For Goodness Sake
October 1 is World Sake Day. And why the heck not? Sake has come a long way in the U.S. from just a warm drink at Benihana to taking up some serious shelf (and refrigerator) space at the best wine stores. To think, it was not long ago that the national drink of Japan was all but overlooked here.
There are many historians of drink who credit (or blame) James Bond with greatly popularizing vodka in America, and thereby helping it nearly replace gin in the martini. But in the late ‘60’s, there was another clear drink which Bond made a move star: Sake.
In the 1967 spy-film You Only Live Twice, 007 is offered a cup of sake by Tiger Tanaka, the head of the Japanese Secret Service, which Bond gladly accepts over the offer of a “vodka martini,” saying, “I like sake, especially when it's served at the correct temperature, 98.4F, like this is."
That was about the time when sake entered America’s mainstream consciousness, as a warm, Asian delight, neither prominent nor even yet respected, but just as a curiosity.
As the Japanese economy soared in the ‘80’s, so did its cultural influence on America. Out of nowhere, everything was turning Japanese. For better or for worse, Hollywood joined the trend, making movies on the Japanese theme, many of which like Gung Ho and Karate Kid brought a comical yet positive take on Japanese culture and history. Suddenly, what was “big in Japan” became big in America in a big way. Exports from the Land of the Rising Sun were plentiful and ubiquitous, including: anime, ninjas, teppanyaki and hibachi, and, of course, sake.
Warm sake like James Bond drank is how many first timers were introduced to sake in the states. But good sake and great sake are almost always served chilled (like Bond’s martinis). It did not take long for many of the good sakes to take hold here. In 1990, imports of sake to the U.S. peaked at 2,549,979 liters. After tailing off briefly while the Japanese economy slumped in the ‘90s, imports of sake to the U.S. are now again on a constant rise. The national drink of Japan is here to stay.

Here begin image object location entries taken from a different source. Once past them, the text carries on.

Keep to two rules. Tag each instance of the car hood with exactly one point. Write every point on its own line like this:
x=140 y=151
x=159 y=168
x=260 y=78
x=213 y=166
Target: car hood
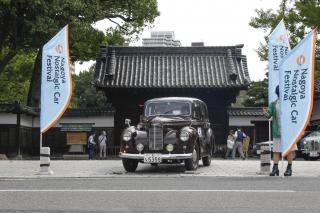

October 1 is recognized as World Sake Day, or Nihonshu no Hi (Day of Sake), because the brewing of sake is typically begun around this time.
Sake is elegant and affordable, complex and easy to drink, served hot and cold and just the perfect thing to have on World Sake Day. Why not use the day as an excuse to get to know a few bottles of the good stuff? Kanpai!
Junmai Ginjo is the second highest grade of sake, and thus Kagatobi is a high quality quaff. The name Kagatobi refers to a legendary group of firefighters who fiercely defended the land of their lords in the Edo Period of Japan.
This is a refined sake with a cool, fruity flavor and distinct, pleasant notes of rice which reflect well the traditional methods used to craft it. It is easy to drink by experts and novices alike. It is preferred chilled. Silver medalists in the sake category of the 2013 NY International Beer Competition.
Naraman Sake Brewery is in the Fukushima Prefecture of Japan, an area greatly affected by the tsunami and earthquakes of 2011. The brewery, though, is far enough inland that is was spared any major damage.
Naraman Junmai Muroka Bin Hiire is a full-bodied, unfiltered (Muroka) high grade sake with a slightly higher than usual abv at 16.5%. Its flavors have been described as “bold” and “full of umami” with a light hint of honeydew melon on the nose. This is a choice that sake drinkers go back to for its interesting character and nice mouth feel. Can be had either warm or chilled. Also a sake medalist in the 2013 NY International Beer Competition.
There is unfiltered and then there is not filtered at all. Nigori sake is full of small grain solids, and is thus cloudy like coconut milk and is the sweetest of sakes on a whole.
Sayuri (little lily) is soft and white, like its namesake flower, with delicate notes of tropical fruits. All nigori sake must be shaken well and served quite chilled. Due to the grain particles in the glass, some people are thrown off by the viscosity of this drink when compared to filtered sakes, but the pleasant aroma and the genuine rice flavor are representative of a very true sake experience.
Gentlemen, start your engines. This sake was created especially for Formula Nippon drivers to use to celebrate at the finish line instead of champagne. This is no gimmick, though. Like champagne, sparkling sake achieves its bubbles through secondary fermentation in the bottle.
Okunomatsu Formula Nippon is also like champagne in that this is crafted to be the finest quality of sparkling beverages. Junmai daiginjo is the top of sake craftsmanship, which, in this case, means the creation of a complex, refined, elegant bottle of bubbly- the perfect pour to acknowledge any meaningful occasion or to simply celebrate.